The web site at work has many issues, and one of the slightly vexing ones was that a site: search on google only showed 540 odd of the 1100 pages in our site map. Google webmaster tools was showing 770 pages indexed, but that still left 400 pages missing in action.
I’m a realist and understand that google will never index everything you offer up, but we also have the paid version of google site search and it can’t find those pages either which is a little more annoying as that means that visitors who are already on our site might not be able to find something.
The real problem with partial indexation is where to start. What is it that Google hasn’t indexed exactly? How do you get the all seeing google to tell which of the 1100 pages are included, or not, in organic search results?
I spent a few meaningless hours on the Google webmaster forums plus a few more even less meaningful hours scraping through various blog posts and SEO sites which led me to the conclusion that either I was searching for the wrong thing, or there was no good answer.
At the tail end of the process I posted a question on the Facebook page for the SEO101 podcast over at webmasterradio.fm, which incidentally I recommend as a great source of general SEO/SEM information.
After a bit of a delay for the US Labour day holiday the podcast was out, and I listened with great interest in the car on the way to work. Lots of good suggestions on why a page might not be indexed, but no obvious gem to answer my original question. That being how to tell what is and what isn’t being indexed.
Luckily for my sanity Vanessa Fox came to the rescue in a back issue of ‘office hours’ another show on webmasterradio.fm. Not a direct solution to the problem, but an elegant way to narrow things down, by segmenting the sitemap.
In a nutshell; chopping the site map up into a number of bits allows you to see where in the site you might have issues.

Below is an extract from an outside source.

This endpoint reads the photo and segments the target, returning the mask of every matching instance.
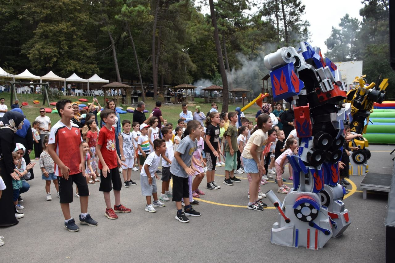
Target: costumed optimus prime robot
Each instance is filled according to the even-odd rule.
[[[291,103],[299,139],[298,154],[288,157],[293,188],[282,203],[271,190],[266,195],[279,212],[272,243],[317,250],[351,223],[338,162],[351,106],[344,103],[347,88],[336,65],[323,58],[319,48],[299,45],[299,50],[284,47],[264,60],[271,70],[273,99]]]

With only 1100 pages I could probably have manually done a site:search for each URL in a shorter time than I wasted looking for a soltion, but then I’d not have learnt anything along the way, would I?
So leading on from that, I thought I’d post this here on my site with one or two relevant keywords so that anyone else with the same question stands a chance of getting to the same point a little more quickly than I did!
Onwards and upwards.